Lesson 4.3
When It Still Hallucinates
Grounding cuts hallucination, it does not erase it. The model can misread a passage, blend it with memory, or answer when the context is silent.
The open book is still read by a careless reader.
Handing the student the textbook helps a lot. It does not turn a careless reader into a careful one. They can still skim the wrong line, mix a half-remembered fact into the answer, or fill a gap with a confident guess when the page simply does not cover the question.
Grounding (lesson 4.1) is the same kind of help. It pulls the model's answers much closer to the sources and cuts the rate of made-up facts sharply. But the model is still doing the reading, and it can still slip. This lesson is about the slips that survive grounding, so you know what you are still on the hook to catch.
Grounding lowers the odds of a made-up answer. It does not lower them to zero. Treat it as a strong guardrail, not a guarantee.
Three ways a grounded answer goes wrong.
The failures cluster into three shapes. Naming them is half the battle, because each one has a different fix.
The silent context
The passages do not contain the answer, but the model answers anyway, filling the gap with a plausible guess instead of saying it does not know.
The misread
The answer is in the context, but the model pulls it from the wrong passage or scrambles a detail, so the citation points somewhere that does not back the claim.
Memory wins
The context says one thing, the model "knows" another from training, and it trusts its memory over the page in front of it, overriding the source.
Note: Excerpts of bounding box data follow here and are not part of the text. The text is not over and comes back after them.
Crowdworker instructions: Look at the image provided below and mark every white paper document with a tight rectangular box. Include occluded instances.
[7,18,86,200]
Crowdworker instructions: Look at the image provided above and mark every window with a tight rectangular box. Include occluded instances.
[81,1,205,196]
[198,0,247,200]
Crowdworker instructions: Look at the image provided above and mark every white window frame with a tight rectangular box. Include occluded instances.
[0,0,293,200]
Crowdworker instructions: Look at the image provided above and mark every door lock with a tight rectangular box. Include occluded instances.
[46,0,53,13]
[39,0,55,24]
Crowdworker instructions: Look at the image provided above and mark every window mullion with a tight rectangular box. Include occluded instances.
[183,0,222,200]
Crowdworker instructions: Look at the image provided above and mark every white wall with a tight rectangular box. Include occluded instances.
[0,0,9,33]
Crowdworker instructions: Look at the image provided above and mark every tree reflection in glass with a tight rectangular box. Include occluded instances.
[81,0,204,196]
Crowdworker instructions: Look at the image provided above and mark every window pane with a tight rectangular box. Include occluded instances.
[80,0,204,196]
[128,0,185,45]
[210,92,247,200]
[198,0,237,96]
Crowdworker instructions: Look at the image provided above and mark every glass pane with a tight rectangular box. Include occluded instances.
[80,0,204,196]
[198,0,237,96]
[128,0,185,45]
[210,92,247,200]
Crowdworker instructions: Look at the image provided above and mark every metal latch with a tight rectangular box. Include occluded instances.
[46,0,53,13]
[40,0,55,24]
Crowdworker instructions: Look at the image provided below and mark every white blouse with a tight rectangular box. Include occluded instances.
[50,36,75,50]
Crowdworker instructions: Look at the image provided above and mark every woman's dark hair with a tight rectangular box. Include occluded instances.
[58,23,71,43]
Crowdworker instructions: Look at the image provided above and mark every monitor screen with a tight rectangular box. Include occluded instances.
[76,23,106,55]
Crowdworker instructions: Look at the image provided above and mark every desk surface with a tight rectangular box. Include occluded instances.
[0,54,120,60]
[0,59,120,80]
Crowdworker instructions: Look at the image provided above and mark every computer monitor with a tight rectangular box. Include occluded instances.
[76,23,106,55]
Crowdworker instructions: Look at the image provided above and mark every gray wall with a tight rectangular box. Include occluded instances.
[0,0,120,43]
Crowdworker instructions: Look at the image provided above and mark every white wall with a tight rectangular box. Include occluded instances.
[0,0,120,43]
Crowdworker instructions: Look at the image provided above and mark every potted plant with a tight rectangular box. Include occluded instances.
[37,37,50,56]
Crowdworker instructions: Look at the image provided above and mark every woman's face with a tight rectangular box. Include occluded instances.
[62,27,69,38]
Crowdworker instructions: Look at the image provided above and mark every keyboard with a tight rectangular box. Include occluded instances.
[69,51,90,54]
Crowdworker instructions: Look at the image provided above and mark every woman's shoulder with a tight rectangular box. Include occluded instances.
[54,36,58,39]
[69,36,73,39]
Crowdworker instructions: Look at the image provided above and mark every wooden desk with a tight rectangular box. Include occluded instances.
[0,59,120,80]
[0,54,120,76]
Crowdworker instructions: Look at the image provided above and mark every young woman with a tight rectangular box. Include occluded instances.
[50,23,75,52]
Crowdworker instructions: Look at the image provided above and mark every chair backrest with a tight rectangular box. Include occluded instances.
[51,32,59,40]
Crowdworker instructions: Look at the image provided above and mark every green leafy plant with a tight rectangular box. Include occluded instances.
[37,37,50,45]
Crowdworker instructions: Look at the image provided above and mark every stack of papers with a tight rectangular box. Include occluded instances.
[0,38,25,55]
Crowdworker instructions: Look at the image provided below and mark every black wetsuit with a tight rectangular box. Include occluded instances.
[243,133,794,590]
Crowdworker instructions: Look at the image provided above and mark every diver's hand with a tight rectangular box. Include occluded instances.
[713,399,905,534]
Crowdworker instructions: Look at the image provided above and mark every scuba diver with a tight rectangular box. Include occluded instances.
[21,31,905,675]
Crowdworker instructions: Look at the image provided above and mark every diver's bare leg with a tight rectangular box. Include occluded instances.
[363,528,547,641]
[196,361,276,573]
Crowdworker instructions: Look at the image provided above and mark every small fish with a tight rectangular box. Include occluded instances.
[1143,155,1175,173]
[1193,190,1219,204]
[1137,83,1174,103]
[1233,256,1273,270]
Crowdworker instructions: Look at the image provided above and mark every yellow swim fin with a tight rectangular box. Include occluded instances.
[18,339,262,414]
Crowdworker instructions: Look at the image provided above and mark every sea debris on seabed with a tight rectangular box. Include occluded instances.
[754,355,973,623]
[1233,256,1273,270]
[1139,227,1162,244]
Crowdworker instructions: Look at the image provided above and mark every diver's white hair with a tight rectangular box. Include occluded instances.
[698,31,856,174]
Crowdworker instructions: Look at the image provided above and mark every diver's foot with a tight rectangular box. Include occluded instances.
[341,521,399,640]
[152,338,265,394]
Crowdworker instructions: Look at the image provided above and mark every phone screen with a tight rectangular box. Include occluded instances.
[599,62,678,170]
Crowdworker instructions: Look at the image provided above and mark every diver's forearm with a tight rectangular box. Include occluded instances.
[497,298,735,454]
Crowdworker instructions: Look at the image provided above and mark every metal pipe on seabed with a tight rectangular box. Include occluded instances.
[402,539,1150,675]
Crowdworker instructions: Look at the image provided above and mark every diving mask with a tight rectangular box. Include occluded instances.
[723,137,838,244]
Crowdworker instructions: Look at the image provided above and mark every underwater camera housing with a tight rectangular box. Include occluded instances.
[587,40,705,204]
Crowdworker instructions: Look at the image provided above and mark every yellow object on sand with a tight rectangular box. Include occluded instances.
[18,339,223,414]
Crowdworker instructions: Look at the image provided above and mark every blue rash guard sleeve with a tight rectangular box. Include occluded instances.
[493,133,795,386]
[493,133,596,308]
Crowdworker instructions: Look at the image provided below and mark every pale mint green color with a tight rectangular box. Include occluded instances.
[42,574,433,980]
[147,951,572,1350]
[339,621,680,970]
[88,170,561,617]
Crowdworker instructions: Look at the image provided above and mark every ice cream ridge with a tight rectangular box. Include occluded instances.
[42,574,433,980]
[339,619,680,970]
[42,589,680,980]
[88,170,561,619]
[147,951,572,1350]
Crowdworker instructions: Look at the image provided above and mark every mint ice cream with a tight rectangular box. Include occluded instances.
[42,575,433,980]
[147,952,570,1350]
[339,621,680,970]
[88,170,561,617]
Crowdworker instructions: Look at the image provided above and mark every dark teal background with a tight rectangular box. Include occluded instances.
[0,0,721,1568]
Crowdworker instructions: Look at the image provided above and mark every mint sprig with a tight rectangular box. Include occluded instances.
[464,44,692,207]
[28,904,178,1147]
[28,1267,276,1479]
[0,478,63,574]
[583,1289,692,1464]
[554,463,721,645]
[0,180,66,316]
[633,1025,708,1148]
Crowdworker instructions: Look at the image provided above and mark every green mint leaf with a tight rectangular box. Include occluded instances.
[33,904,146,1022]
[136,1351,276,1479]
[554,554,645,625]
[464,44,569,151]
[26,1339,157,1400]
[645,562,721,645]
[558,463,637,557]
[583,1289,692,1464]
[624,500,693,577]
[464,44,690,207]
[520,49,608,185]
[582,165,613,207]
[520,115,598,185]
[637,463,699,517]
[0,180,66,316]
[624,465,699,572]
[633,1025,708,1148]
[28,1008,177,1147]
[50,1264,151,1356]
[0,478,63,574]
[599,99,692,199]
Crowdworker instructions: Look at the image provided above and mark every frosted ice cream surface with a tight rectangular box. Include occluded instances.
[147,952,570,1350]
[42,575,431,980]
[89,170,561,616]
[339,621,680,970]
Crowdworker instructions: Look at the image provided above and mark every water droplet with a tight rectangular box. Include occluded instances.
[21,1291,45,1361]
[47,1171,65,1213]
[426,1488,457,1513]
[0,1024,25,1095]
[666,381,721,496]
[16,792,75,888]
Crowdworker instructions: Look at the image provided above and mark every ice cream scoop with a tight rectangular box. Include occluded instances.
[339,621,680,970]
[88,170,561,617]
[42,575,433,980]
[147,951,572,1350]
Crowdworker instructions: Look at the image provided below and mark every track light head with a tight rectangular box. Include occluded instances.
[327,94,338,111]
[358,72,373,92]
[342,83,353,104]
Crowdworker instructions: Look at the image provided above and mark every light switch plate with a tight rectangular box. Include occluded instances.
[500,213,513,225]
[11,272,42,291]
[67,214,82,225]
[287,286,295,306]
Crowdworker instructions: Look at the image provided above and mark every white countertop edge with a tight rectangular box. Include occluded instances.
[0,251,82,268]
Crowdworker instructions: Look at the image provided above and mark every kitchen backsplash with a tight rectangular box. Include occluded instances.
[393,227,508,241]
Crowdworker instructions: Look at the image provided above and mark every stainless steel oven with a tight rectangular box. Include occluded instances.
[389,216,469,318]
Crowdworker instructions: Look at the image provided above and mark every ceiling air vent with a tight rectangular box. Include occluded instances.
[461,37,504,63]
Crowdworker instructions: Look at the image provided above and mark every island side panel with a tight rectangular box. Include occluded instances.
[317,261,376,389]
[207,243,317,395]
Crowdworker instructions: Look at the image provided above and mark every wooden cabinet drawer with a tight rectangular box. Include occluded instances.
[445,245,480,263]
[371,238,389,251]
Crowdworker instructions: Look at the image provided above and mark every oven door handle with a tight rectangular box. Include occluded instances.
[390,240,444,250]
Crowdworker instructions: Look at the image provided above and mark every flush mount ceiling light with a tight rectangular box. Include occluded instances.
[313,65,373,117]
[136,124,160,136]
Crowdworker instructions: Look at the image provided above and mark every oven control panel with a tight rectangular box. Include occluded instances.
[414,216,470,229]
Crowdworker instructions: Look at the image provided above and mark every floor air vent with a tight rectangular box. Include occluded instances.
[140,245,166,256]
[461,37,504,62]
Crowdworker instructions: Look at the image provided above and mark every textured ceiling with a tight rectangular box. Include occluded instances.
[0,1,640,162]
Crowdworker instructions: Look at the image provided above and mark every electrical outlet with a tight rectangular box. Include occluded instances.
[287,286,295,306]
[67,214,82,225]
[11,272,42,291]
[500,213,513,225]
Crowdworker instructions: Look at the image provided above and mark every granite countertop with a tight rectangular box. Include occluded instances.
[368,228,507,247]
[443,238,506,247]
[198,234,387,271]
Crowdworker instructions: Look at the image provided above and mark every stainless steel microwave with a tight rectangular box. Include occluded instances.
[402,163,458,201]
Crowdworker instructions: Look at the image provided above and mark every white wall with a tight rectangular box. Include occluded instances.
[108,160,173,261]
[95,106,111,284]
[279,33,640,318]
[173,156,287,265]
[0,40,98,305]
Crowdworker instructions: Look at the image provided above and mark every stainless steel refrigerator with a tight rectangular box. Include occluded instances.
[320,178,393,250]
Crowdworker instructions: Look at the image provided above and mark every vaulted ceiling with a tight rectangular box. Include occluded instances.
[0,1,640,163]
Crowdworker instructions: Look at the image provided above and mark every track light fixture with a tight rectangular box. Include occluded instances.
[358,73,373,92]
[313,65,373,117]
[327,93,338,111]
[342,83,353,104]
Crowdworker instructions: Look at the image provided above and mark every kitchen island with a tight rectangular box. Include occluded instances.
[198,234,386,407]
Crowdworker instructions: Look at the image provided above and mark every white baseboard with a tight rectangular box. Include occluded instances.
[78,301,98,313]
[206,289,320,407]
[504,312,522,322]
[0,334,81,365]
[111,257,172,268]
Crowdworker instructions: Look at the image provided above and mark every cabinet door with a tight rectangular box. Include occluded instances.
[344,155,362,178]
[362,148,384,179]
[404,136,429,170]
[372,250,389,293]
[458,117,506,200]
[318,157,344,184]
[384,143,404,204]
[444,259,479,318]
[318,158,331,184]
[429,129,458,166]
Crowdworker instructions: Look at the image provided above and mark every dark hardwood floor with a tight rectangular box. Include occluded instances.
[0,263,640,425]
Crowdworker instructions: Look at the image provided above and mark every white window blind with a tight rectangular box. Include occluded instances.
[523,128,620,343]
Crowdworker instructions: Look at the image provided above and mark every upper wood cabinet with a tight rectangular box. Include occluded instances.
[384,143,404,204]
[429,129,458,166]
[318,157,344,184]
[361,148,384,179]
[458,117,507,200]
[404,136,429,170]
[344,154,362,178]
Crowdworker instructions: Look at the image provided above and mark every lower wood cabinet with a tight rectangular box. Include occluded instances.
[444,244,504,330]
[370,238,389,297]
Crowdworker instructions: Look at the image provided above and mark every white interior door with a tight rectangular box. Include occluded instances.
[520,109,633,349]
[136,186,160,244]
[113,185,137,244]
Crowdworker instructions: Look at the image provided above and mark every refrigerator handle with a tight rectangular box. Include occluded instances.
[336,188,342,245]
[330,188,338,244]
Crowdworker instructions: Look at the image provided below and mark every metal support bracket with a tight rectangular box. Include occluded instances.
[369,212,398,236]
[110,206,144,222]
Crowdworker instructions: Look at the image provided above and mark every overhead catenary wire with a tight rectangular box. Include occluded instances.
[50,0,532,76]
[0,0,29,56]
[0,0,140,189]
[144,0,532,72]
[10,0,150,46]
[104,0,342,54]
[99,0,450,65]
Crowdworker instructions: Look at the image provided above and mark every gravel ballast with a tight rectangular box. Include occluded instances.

That third one is the sneakiest. If the source contradicts something common, like a company that renamed a product or a fact that changed last year, the model's training nudges it back toward the old, more familiar answer, even though the fresh source is the one you want it to use.
Faithful is not the same as correct.
Two different questions hide inside "is this answer good?" The first: does the answer match the passages it was given (the precise term is faithfulness)? The second: is the answer true about the world (correctness)? They come apart in both directions.
Faithful but wrong
The source itself was outdated or mistaken. The model reported it accurately, so it was faithful, but the answer is false. The fix lives in retrieval, not generation.
Correct but unfaithful
The model happened to give the right answer from memory, with a citation that does not actually support it. Right today, but you cannot trust the process tomorrow.
The generation step can only be held to faithfulness: did it stick to the sources it was handed? Correctness also depends on whether the right sources were retrieved in the first place. Keeping the two apart tells you which part of the pipeline to go fix.
How to push the slips down.
None of these fully closes the gap, but stacked together they move the needle a lot.
- Tell it to abstain. Make "I do not know" an allowed, encouraged answer when the context is silent. A model that is permitted to decline guesses less.
- Check citations against the context. For each cited claim, confirm the cited passage actually contains it. A claim whose citation does not back it is the clearest signal of an unfaithful answer.
- Fix retrieval when the source is wrong. If the answer is faithful but false, the bad passage got retrieved. That is a retrieval problem (Unit 2), not a generation one.
Spot the unfaithful answer
The context handed to the model is a single passage:
[1] pricing.md: "The Pro plan costs 20 dollars per month and includes 5 seats."
Question: How much is the Pro plan, and how many seats?
Answer A: "The Pro plan is 20 dollars per month and includes 5 seats. [source: 1]"
Answer B: "The Pro plan is 20 dollars per month and includes unlimited seats. [source: 1]"
Which answer is faithful, and why? Answer A is faithful: every claim, the price and the seat count, is supported by passage 1, and the citation checks out. Answer B is unfaithful: the price is right, but "unlimited seats" appears nowhere in the source. It cites passage 1, yet passage 1 says 5 seats. The citation does not back the claim, which is exactly the misread (or memory-wins) failure. Notice that B is not even wrong-looking on its face; you only catch it by checking the citation against the context.
What grounding is not
A guarantee of truth
A citation says "I read this here," not "this is true." If the source was wrong or the model misread it, a confident citation sits right next to a bad answer.
A reason to stop checking
Grounding makes answers auditable; it does not do the audit. The cite-check, the abstain rule, and a retrieval that surfaces the right source still earn their keep.
The honest claim is not "RAG cannot hallucinate." It is "RAG hallucinates far less, and when it does, the citation gives you a place to catch it."
Key takeaways
Grounded answers still fail in three shapes: the context is silent so the model guesses, it misreads or misattributes a passage, or it overrides the source with memorized belief.
Faithful (matches the sources) and correct (true about the world) are not the same; an answer can be one without the other, and that tells you which part of the pipeline to fix.
Push the slips down by letting the model abstain when the context is silent and by checking each citation against the passage it points to; grounding is a guardrail, not a guarantee.